Seminar Details

Seminar Details


Apr 30

3:30 pm

Estimating Local Trends in Large Environmental Spatial Temporal Databases

Ernst Linder (Joint with NRCSE)


University of New Hampshire

Many large-scale environmental data bases have been produced in recent years for the purpose of knowledge discovery related to processes such as greenhouse gas cycling, large scale hydrology etc. These data bases typically extend over a period of 20 to 50 years and over large spatial domains, such as continents, hemispheres, or even the entire global terrestrial domain. The possible existence of (temporal) trends is one of the primary topics of interest to environmental scientists. The standard approach is to estimate trends separately at each location and to generate a spatial plot of the results. However statistical power of detecting significant trends is reduced by the fact that this procedure ignores similarities between locations that are at close proximity of each other. Spatial statistics approaches have not been successfully applied in this setting partly due to the sheer size of the data involved.

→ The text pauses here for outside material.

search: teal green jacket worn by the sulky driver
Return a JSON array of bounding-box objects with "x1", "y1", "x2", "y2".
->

We propose to utilize a formulation of the spatial Gaussian conditional autoregression (CAR) as introduced by (Pettitt et al., 2000) and to extend it for local trend estimation in the spatial temporal setting. This model is suitable for spatially irregularly sampled data since it posits a weight function that represents the degree of spatial interaction. Furthermore it allows for an elegant calculation of the determinant of the precision matrix, which greatly speeds up any iterative estimation procedure. To this end we examine a Markov Chain Monte Carlo (MCMC) implementation of this model. We achieve additional computational efficiency by initial orthonormal data transformation within the spatial domain. This guarantees that only fast and elementary calculations are needed for each step within the Markov chain.

The presented model and computational approaches are illustrated by an application from hydrology. We describe the estimation of trends in precipitation and/or temperature data bases of pan-arctic drainage basins. The hydrology of the pan-arctic is believed to be an important indicator for shifts in global climate.